Updating its guidelines on the impact of coronavirus on animals, US Centers for Disease Control and Prevention (CDC) has recommended pet owners to apply the principle of social distancing with regards to family pets too.
Social distancing applies to pets too
The CDC on Wednesday, April 29 said that pet owners should take the precaution of simply treating their pets like "other human family members," and not let them go outside or interact with other animals outside the household. This comes after two house cats in New York were recently tested positive for coronavirus. Though not confirmed, they most likely contracted the virus from their owners or people in the neighbourhood.
"Social distancing applies to your pets too," ABC News reported veterinary specialists, Dr. Melissa Salgado, saying it.
No evidence that animals transmit coronavirus
Even though there is no evidence that pets play a role in spreading the virus, experts say pet animals are at risk of developing the disease, so "it's best to err on the side of caution." The CDC said that there is nothing to panic about it's latest guidelines on pet animals social distance recommendation as it is just a precautionary measure. And unless there is enough data to know if animals too can transmit the virus, it would be advisable to take precautions with regards to them as we take precautions with any of other family members, the agency said.

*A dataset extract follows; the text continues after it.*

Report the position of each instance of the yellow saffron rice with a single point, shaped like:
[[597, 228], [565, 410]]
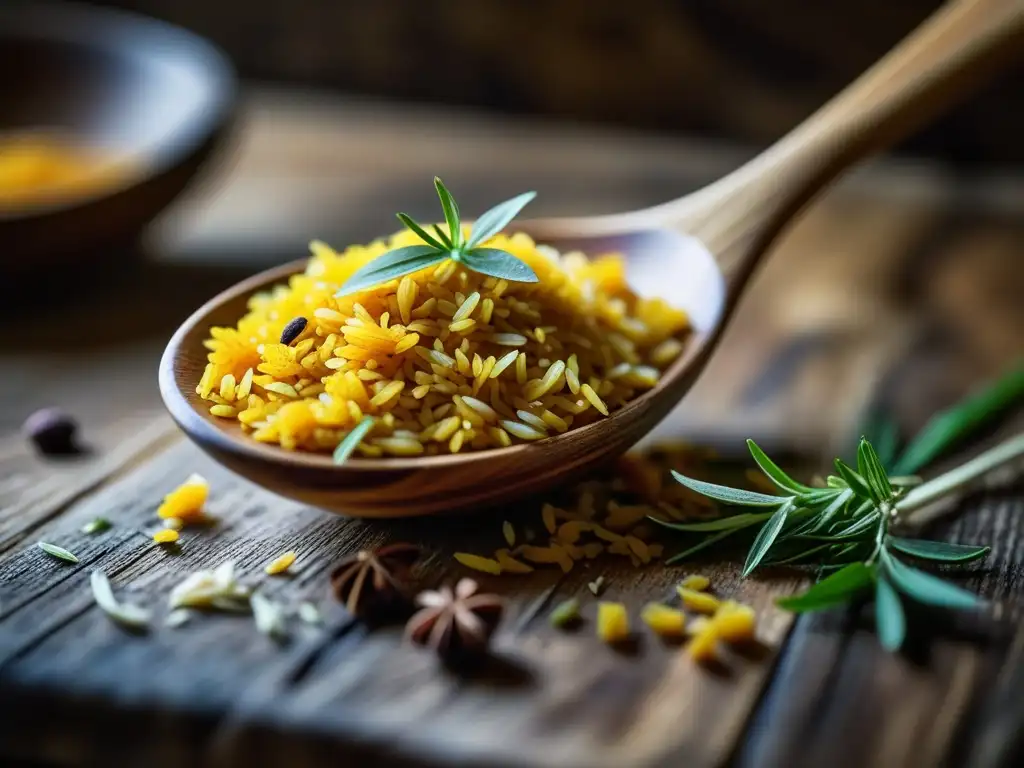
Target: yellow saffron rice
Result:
[[445, 358]]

As per the guidelines, pet animals should be kept at a distance from anyone who is sick and should be treated as a member of the house.
Some animals more susceptible to the virus than others
However, there are some experts who say that few animals are more susceptible to the virus than others.
Dr Sandra Newbury, director of the Shelter Medicine Program at the University of Wisconsin, says, "Cats have a particular receptor and we suspected early on that they might be able to be infected."
"We think it is more difficult to infect dogs and our experimental studies have proven just that," Newbury told ABC News. Reports of tigers, cats' larger relatives, cousin, at the Bronx zoo contracting the virus that cause COVID-19 reinforces this understanding.
"Animals could be asymptomatic too"
According to Newbury, there is a possibility that more animals could be infected but could be asymptomatic as was found in the case of a dog in Hong Kong. "The infected pets had no clinical signs, no symptoms at all", he said.
He, however, says that there is no need to panic since there's little evidence that owners pose a risk to their pets. He reiterated CDC guidelines that people should only take in-home precautions if someone in the home is sick.
CDC doesn't recommend routine testing for animals
CDC does not recommend routine testing of animals at this time and says "further studies are needed to understand if and how different animals, including pets, could be affected.
According to the World Health Organisation (WHO) also, there is no evidence that animals transmit coronavirus to humans.